All posts by Ted Nino

The Birth Of Weekly Options

During 1973, the standard call options gain its popularity. Chicago Board Options Exchange started the standard call options. In the year 1977, the put option was established after the success of the standard call options. Put options gains it popularity as time passes by. There was a massive increase on its trading volume and it gave a remarkable annual growth rate. Basing from this big increase, it only shows that investors really understands the concept of options. The overall increase was brought about by the familiarization of the investors on using these options.

In 2005, a new class of option called Weekly Options by Chicago Board Options Exchange. Thirty two years after the first introduction of call options weekly options were introduced. The weekly options were called by investors as \”weeklys\”. Options may differ on many ways, however, \”weeklys\” and monthly options are comparable. They also have differences and one of it is the capability of weeklys to exist by eight days only. You can get weekly options on Thursdays and it automatically expire after eight days. Monthly options has twelve monthly expirations and expires every third Friday of the month. Weekly options has the benefit of fifty-two expirations on a yearly basis and any investors of it will surely enjoy it.

Calendar Spread: Whatever Goes Down Must Go Up

Even though the Calendar Spread may be used in numerous stock market environments, they operate the best in low volatility climates. While soaring volatility levels are wonderful for these trades, sinking volatility levels bring them a lot of pain.

Because calendar spreads generate profits the fastest at neutral to rising volatility levels, many calendar spread traders will wait until an underlyings volatility levels are either at the lowest level of their average range or at least until they are in the lower end of their average volatility levels before placing a trade.

By waiting until these levels are reached, the calendar spread trader is hoping to increase the odds that the volatility levels will either remain where they are and not sink down further (which could wind up hurting the trade), or that they will start to rise back up (which would put their position into good gains quickly).

Normally volatility levels sink as the market moves upward and rise as the market moves down. This is why many option traders will place calendar spreads when they have a bearish view on the market.

Playing Weekly Options – Kicking It With The Butterfly Spread Trade To Bring In Weekly Options Money

A nifty method for Option Volatility investors who assume that the underlying instrument they are working with will be range bound for the next 2 to 4 days or so of time is the option butterfly strategy.
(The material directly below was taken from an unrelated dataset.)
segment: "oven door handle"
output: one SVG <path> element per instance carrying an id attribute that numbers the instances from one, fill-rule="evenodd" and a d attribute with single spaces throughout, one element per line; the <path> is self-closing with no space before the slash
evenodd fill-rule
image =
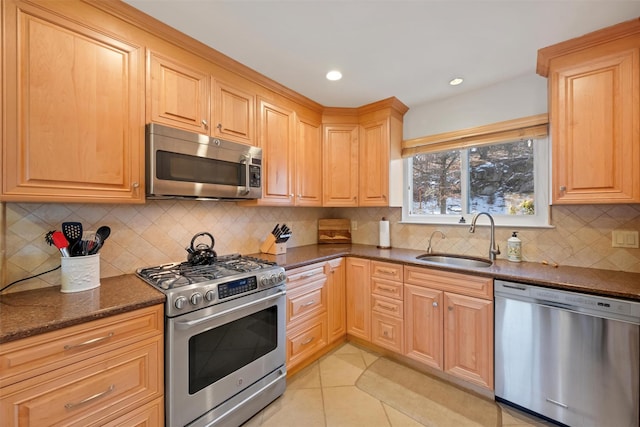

This theta positive option trading system generates income when the stock or index that is being traded remains within a contained region on the graph or ends up on weekly options expiration day at or near the sold strikes of this trade.

Here is a trade example of this weekly options technique:

Buy ten contracts of SPY one hundred calls. Sell twenty contracts of SPY one hundred and five calls. Buy 5 contracts of QQQQ 48 put.

These positions can yield abrupt returns for the investor as a result of the short strikes in the position (the strikes that have been sold) providing so much premium into the weekly options trader options trading account. This is because the strikes that are usually sold in these spread trades are the \’at the money\’ strikes – or the strikes that reside closest to where the underlying is actually trading at when the trading position is first put on. Again, these options that are picked exactly where the underlying trading vehicle is traded at usually award the largest amount of option premium useable.

Iron Condor – Novice Traders Beware

The iron condor is becoming a favorite trade of option traders – however it is fairly important not to forget that with all trades there are risks – and here we will go over the pros and cons associated with this trade. While this strategy can produce impressive, passive results, it’s important not to forget that along with this trade come some potential pitfalls that every trader should get to know and understand.

Even though the iron condor might sound like a complicated strategy – it is actually quite basic and simple.The iron condor is just two separate spread trades – a bull put spread placed below where the underlying is currently trading at – and a bear call spread placed above.

The simplicity of this trade might be a bit misleading to the newer option trader due to the fact that the probability of the trade is so far skewed in the favor of the trader – it is easy to overlook the potential risks that are involved.